Wu Yung was already in line for whatever Dr. Savoy kept on the hard disk of his stand-alone, which, for all she knew, was kiddie porn, but Sally intended to take spoils for herself. Charlie Savoy was one of the bad guys and somewhere there'd be leverage, something to make him stop.

There always was. Look at her father.

In the corner of Savoy's office stood a filing cabinet made from mahogany with solid brass handles.
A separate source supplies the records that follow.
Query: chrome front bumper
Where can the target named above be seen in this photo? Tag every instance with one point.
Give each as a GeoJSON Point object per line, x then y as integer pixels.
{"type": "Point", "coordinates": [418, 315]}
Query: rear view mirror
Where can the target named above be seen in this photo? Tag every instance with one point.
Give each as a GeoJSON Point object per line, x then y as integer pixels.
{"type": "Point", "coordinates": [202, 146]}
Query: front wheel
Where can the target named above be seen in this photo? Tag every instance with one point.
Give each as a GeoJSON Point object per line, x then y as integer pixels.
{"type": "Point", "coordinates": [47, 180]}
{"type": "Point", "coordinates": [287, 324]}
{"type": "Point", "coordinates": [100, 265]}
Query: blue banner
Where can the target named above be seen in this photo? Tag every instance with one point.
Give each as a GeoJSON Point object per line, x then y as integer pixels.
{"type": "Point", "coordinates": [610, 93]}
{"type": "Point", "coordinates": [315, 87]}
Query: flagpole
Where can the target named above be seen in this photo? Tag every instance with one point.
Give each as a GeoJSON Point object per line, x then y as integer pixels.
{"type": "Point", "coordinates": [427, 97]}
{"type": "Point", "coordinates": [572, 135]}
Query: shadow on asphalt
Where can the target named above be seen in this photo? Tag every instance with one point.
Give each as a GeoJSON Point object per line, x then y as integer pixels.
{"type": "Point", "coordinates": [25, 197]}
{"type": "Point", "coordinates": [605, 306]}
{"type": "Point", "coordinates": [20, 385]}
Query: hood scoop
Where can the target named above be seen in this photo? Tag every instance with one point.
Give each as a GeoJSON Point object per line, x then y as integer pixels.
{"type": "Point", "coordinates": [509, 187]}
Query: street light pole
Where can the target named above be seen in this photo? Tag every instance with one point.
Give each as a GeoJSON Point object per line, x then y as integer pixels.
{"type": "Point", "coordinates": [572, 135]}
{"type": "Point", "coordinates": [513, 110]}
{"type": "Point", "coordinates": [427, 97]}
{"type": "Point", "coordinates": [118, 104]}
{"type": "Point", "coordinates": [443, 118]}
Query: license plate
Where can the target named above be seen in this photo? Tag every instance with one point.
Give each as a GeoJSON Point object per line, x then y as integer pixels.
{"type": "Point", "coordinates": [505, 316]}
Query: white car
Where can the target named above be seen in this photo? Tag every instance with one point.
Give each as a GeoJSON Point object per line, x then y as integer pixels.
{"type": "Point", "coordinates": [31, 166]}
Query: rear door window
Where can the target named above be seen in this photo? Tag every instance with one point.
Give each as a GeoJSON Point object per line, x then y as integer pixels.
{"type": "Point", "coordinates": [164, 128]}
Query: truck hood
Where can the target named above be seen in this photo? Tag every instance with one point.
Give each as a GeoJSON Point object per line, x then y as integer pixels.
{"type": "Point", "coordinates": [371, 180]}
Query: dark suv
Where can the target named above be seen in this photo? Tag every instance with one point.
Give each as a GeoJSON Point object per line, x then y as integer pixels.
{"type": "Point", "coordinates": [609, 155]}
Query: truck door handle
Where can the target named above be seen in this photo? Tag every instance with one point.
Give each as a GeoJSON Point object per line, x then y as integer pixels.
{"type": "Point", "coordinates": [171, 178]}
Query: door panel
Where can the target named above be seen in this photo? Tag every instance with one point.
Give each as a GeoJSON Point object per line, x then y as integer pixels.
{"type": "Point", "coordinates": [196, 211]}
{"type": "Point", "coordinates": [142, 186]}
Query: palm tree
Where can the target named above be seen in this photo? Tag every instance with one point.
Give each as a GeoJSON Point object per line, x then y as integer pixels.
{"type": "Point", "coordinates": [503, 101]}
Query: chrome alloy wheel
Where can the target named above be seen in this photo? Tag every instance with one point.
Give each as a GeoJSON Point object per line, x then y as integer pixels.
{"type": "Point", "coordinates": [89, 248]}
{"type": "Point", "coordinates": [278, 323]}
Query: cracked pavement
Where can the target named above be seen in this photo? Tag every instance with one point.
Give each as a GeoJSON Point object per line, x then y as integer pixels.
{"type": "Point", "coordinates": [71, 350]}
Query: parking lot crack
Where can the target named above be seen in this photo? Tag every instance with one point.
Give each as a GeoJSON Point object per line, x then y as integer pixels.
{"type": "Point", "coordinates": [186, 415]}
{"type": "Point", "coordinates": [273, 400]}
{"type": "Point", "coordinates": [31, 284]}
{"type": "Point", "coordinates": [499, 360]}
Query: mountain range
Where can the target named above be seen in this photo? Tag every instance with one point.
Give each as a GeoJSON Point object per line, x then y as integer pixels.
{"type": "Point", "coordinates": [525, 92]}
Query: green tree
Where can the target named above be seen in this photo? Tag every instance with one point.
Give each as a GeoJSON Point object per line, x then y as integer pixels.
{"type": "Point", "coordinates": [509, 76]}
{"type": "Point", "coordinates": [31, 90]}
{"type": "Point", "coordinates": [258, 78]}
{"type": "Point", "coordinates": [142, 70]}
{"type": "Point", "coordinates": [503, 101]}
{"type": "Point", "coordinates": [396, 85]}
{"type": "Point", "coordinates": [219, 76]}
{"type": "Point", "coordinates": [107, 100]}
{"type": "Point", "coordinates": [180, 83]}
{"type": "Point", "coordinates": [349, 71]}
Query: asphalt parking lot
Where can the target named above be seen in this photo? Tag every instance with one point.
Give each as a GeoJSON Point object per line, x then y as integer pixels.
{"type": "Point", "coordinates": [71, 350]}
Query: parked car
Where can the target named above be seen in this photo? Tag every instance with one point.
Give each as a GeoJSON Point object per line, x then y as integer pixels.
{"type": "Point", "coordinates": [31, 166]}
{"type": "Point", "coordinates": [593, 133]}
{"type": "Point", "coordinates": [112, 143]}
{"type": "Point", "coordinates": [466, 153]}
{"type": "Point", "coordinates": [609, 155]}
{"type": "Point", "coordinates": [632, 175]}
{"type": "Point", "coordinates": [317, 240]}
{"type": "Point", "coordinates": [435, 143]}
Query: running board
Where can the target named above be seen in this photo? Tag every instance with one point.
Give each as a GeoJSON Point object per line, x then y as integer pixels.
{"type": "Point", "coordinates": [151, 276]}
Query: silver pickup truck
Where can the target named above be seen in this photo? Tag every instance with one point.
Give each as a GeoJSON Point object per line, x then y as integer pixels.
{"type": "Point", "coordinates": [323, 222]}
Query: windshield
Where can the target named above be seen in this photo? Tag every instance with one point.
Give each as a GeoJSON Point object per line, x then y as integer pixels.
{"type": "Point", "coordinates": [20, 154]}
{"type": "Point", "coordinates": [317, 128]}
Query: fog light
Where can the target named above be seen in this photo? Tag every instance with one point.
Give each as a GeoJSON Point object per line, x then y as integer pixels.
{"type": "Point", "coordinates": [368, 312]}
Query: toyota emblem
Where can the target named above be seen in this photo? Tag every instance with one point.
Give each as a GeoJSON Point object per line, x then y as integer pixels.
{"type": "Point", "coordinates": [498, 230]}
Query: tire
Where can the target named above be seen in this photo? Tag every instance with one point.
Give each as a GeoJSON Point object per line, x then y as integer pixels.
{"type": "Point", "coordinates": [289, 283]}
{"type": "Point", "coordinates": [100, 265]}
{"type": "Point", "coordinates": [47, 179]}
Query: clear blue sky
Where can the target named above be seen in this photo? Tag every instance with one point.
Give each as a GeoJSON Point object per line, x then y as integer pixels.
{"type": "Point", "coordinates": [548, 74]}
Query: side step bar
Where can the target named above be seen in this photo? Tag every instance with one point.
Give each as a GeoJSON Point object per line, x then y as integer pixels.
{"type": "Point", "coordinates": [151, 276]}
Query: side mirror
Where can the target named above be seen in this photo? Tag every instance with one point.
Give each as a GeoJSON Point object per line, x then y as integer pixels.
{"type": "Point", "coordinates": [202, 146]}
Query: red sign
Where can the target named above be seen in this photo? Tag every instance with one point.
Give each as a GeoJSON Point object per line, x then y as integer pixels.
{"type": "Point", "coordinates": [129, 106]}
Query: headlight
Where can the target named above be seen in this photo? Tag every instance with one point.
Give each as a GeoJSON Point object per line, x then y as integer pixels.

When Sally opened the top drawer she half expected it to be lined with padded silk like a coffin. Instead she got bundles of yellowing papers in hanging files gone brittle with age. Accounts mostly, a few ancient tax returns. He'd been rich for longer than she'd been alive.

"Story of my life," said Sally.

"What?" Atal glanced up, the cross-blade screwdriver in his hand a fetching shade of orange. He'd shoplifted it from The Wiz along with his antistatic band the day before. "What's the story of your life?"

"All of this." Sally gestured to a row of bronze figures that lined a long ebony sideboard near the filing cabinet. A Roman slave with a rope round his neck lay dying on a poorly carved patch of earth. A half-naked bronze dancer, wearing a wisp of tin over her pudendum pirouetted on one leg, both arms raised above her head.